Passports and Permits

It’s been a big month around our house. Sawyer (our oldest) turned 15. That means permit time. And crying time. And praying time. And if I allow myself to dwell on it for long, a lot more crying. There’s only one thing that helps in times like these: denial. Yes, I’ll have some of that.

As if the permit milestone weren’t enough, we also applied for Sawyer’s passport. Yes, you heard it right. I’m shipping my kid off to Bolivia. His best buddy’s aunt and uncle have been missionaries there for 30 years and they’ve invited the guys over for a mission adventure. So if his driving isn’t enough to send me into heart failure, then putting him on an airplane to backpack across South America with another 15 year old boy should do the trick.  That part isn’t as nerve wracking as knowing he’s got to make a connection in Miami. MIAMI.  The only good thing I’ve ever heard about Miami is that Gloria Estefan lives there and something tells me she isn’t going to jump off her enormous yacht to run over and take care of my baby if he is kidnapped by drug lords.  (Who wouldn’t be running rampant if Crockett and Tubbs were still in uniform.  Or tropical colored blazers.)    
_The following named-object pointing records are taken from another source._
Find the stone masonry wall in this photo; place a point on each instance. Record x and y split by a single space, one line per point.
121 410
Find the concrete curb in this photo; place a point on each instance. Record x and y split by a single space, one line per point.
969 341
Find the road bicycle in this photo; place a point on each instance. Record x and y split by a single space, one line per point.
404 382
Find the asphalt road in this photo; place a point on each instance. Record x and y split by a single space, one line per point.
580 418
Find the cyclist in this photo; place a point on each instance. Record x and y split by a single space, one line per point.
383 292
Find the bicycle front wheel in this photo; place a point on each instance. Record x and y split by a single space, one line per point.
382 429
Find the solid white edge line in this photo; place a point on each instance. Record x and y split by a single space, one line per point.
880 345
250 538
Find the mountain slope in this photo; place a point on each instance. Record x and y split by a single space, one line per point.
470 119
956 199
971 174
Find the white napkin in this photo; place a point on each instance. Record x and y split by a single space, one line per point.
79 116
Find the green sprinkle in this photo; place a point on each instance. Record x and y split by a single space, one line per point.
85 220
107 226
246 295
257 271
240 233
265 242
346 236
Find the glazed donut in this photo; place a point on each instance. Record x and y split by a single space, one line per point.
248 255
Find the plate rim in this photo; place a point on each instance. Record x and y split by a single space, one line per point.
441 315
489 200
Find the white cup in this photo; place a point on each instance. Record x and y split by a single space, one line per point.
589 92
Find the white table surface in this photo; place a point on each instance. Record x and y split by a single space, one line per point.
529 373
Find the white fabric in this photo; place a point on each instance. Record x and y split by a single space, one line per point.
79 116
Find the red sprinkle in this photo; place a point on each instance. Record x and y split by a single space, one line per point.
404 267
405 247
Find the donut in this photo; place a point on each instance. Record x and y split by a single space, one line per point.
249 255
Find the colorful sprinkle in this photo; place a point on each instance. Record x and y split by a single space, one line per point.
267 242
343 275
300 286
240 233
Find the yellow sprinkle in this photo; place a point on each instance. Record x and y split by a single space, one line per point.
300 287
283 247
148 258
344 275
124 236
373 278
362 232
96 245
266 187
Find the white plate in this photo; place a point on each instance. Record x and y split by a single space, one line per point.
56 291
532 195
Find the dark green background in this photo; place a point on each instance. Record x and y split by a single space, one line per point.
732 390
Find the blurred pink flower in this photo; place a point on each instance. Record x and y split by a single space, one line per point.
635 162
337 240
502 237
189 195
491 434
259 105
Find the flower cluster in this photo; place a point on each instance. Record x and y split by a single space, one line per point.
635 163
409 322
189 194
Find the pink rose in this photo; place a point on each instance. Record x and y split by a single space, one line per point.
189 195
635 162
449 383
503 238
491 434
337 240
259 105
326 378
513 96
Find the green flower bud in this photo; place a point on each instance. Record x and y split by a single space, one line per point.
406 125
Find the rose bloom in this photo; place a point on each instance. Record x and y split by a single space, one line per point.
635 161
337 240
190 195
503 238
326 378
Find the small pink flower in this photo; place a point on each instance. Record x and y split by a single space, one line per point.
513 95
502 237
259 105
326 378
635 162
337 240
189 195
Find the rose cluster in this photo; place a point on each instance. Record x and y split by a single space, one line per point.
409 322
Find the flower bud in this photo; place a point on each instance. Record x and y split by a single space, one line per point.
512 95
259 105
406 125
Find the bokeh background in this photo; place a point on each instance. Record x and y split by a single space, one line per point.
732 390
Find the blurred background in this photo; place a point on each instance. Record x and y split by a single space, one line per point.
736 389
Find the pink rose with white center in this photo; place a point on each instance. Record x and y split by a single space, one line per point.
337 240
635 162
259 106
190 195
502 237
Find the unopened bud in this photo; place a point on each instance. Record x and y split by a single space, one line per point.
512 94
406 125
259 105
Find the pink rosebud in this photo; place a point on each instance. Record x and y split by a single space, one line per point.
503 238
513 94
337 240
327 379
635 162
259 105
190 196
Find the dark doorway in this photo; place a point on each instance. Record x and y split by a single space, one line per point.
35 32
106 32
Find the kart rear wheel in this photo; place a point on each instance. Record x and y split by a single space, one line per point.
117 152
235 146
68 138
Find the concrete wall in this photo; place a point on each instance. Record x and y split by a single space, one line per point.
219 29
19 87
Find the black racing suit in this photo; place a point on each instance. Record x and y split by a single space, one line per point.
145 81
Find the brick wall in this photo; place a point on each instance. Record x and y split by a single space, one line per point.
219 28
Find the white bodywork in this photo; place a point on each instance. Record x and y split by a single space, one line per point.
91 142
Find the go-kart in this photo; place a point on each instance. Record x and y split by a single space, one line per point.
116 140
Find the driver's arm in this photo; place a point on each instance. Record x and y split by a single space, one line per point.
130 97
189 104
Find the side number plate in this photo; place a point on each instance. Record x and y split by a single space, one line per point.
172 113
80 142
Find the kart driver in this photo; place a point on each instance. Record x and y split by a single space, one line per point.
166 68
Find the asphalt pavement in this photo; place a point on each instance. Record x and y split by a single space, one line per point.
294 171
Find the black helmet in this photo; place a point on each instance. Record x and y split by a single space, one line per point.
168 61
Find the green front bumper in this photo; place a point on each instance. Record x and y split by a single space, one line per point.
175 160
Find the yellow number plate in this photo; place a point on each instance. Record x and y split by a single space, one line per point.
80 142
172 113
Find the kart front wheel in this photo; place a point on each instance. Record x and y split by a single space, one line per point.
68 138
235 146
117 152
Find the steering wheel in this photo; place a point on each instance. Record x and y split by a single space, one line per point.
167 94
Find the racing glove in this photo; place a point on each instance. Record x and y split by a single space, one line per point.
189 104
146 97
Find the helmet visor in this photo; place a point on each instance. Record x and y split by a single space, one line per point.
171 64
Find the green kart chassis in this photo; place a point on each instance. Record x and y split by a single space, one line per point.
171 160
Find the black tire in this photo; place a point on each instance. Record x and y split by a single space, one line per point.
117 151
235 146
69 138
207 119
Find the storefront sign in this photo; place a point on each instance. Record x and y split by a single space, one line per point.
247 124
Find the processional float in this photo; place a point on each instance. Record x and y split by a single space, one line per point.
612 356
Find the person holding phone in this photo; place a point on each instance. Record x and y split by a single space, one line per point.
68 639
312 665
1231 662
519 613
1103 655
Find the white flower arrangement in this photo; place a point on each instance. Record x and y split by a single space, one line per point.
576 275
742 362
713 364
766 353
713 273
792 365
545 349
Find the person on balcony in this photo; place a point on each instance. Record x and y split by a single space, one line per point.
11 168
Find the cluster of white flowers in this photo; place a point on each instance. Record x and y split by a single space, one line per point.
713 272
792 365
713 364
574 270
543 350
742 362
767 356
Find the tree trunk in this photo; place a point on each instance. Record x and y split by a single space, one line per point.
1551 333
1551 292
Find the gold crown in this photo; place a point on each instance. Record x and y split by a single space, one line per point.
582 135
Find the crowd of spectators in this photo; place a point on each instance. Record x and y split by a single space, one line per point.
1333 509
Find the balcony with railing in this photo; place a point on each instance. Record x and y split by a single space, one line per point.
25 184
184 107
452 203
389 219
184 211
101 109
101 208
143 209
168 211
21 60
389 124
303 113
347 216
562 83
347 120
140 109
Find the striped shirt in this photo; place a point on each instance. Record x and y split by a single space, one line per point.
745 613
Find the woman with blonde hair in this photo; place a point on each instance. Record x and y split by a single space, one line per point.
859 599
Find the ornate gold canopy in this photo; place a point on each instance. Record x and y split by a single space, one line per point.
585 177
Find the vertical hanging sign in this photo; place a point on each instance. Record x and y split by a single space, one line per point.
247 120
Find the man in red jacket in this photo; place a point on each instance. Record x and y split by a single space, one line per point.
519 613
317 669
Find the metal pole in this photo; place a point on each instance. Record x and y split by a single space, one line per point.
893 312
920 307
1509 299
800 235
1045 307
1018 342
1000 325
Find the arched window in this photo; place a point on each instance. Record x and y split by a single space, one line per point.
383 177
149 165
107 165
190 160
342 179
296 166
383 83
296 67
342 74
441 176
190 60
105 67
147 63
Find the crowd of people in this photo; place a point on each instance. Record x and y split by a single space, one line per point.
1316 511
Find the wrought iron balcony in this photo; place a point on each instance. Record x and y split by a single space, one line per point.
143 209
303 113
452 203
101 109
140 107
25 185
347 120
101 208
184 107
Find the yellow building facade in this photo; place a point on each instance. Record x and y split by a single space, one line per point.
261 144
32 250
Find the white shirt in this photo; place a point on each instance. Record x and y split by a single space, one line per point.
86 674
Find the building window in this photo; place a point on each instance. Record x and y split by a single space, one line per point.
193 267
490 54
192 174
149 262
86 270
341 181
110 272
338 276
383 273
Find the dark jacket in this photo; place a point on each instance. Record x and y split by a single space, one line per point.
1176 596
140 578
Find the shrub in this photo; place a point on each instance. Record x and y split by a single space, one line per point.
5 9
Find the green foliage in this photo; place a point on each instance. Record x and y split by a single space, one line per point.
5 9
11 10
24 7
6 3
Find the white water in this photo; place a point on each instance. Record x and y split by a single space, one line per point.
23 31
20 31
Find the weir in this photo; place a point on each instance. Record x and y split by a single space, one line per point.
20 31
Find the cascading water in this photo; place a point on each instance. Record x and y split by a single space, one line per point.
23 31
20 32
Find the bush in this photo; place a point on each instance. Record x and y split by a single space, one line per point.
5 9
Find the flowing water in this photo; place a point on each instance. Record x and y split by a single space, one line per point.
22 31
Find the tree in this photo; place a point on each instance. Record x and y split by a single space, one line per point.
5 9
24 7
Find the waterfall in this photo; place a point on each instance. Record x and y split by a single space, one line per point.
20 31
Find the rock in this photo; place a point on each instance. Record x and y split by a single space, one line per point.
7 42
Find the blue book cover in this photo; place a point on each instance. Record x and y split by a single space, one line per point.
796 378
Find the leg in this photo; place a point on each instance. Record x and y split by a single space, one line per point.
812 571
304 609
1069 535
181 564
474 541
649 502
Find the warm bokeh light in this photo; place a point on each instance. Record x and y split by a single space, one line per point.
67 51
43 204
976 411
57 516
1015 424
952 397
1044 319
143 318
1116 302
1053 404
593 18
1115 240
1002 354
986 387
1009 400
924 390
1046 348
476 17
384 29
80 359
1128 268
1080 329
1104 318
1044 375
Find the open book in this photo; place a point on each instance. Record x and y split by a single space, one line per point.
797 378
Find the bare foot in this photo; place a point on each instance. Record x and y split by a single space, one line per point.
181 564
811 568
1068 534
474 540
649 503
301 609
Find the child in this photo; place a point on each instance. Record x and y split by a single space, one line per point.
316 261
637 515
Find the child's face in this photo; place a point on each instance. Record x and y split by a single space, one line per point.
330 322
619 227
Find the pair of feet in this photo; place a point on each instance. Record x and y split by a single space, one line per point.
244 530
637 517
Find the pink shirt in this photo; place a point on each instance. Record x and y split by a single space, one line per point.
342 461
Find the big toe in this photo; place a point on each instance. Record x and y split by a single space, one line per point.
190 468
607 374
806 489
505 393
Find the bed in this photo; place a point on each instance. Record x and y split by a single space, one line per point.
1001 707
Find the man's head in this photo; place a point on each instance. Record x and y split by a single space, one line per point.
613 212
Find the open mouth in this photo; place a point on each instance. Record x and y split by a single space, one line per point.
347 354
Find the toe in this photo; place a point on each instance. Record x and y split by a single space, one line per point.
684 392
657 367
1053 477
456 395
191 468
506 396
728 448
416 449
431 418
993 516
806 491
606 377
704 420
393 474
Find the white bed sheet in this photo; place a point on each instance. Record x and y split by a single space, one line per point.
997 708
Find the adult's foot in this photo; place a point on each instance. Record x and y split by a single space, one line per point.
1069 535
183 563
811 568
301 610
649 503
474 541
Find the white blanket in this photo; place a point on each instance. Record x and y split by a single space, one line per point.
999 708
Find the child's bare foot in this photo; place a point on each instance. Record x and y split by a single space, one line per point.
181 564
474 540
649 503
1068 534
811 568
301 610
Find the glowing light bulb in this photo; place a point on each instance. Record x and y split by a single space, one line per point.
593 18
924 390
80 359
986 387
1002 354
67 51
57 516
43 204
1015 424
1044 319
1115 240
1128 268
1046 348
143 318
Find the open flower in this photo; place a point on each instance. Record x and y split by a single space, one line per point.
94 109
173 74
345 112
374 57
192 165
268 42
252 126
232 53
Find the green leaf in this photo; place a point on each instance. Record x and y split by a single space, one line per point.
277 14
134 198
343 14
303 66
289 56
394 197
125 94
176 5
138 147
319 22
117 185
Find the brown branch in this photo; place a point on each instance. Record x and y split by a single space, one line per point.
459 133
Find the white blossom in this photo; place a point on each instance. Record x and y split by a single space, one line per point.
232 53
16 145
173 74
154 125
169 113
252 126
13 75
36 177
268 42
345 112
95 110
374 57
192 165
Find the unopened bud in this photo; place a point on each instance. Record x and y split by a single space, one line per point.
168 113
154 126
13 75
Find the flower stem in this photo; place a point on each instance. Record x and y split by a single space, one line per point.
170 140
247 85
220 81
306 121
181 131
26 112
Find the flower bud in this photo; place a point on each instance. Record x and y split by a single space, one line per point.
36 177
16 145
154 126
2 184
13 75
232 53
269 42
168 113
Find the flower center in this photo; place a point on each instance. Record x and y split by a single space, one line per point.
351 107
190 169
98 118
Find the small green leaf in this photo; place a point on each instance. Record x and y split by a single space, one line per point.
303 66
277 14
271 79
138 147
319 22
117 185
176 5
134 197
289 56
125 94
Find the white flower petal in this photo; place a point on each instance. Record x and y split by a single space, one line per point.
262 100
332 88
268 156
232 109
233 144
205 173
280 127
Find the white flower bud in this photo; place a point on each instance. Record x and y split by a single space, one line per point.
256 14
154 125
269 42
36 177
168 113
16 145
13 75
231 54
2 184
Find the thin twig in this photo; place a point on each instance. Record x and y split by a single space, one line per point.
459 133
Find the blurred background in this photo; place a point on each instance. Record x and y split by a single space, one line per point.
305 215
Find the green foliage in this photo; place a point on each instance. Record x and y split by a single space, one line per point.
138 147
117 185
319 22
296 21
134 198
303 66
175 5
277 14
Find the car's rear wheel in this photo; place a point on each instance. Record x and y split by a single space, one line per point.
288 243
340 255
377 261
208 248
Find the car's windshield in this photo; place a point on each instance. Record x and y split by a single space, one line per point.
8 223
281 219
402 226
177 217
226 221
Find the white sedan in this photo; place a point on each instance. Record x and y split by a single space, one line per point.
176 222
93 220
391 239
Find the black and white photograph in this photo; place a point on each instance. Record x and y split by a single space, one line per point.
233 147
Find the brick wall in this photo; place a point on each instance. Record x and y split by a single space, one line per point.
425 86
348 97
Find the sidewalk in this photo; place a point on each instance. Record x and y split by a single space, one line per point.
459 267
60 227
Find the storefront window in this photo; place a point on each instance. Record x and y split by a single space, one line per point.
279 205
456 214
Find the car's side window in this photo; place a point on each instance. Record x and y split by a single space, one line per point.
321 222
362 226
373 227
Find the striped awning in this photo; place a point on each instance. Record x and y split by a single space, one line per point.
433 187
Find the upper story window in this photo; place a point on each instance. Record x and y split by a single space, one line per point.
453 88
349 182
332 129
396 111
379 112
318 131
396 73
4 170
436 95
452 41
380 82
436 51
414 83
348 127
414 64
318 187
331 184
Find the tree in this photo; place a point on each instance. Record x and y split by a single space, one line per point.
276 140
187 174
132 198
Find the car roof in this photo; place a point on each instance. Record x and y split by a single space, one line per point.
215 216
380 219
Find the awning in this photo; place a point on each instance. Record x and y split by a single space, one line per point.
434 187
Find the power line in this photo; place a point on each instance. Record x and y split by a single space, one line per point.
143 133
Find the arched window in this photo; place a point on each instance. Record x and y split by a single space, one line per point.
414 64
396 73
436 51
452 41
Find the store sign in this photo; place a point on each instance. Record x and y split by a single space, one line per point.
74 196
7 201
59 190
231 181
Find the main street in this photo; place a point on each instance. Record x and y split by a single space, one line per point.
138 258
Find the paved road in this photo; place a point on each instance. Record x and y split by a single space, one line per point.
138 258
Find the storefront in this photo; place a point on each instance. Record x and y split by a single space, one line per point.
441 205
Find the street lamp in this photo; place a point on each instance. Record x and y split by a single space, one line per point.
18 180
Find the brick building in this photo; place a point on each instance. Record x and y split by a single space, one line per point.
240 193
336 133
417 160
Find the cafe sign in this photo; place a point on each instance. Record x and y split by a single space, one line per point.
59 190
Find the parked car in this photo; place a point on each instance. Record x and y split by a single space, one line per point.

So yeah, we are a little anxious about the trip and we’ve had lots of raised eyebrows over the fact that we are not only letting Sawyer go but encouraging him.  As much as I don’t want to think about it (more denial), it won’t be long until my first child will need to begin figuring out not ‘what’ he wants to be when he grows up but who.  The what is easy.  Anyone can be a what, can do a what, enroll in school and train to learn what a what does.  ‘Who’ is a different matter entirely and is seldom learned in a text book or from a career assessment test given to teenage boys whose primary ambitions are to eat much and sleep even more.  Who is learned on the field trips that take you places that broaden your horizons and hopefully don’t break your heart when the boy/girl friend you started out with in the a.m. is holding hands with another by lunch.

Am I afraid?  Well I’d be a lame mom if not but the Lord spoke clearly to me on this a few weeks back.  Anxiety is the absence of faith.  Abraham was commended for his faith, not his fear, when the son he loved was the center of the test.  I can be comforted because no matter what happens, my son will arrive safely home.  God is for me.  God is for Sawyer.  I will not let my mind rehearse anything other than the best possible outcome  and that is he will come back with an experience of a lifetime that will open his eyes to a world around him that needs more who’s, not what’s.

Look at that darlin’ child.   That’s a who if I’ve ever seen one.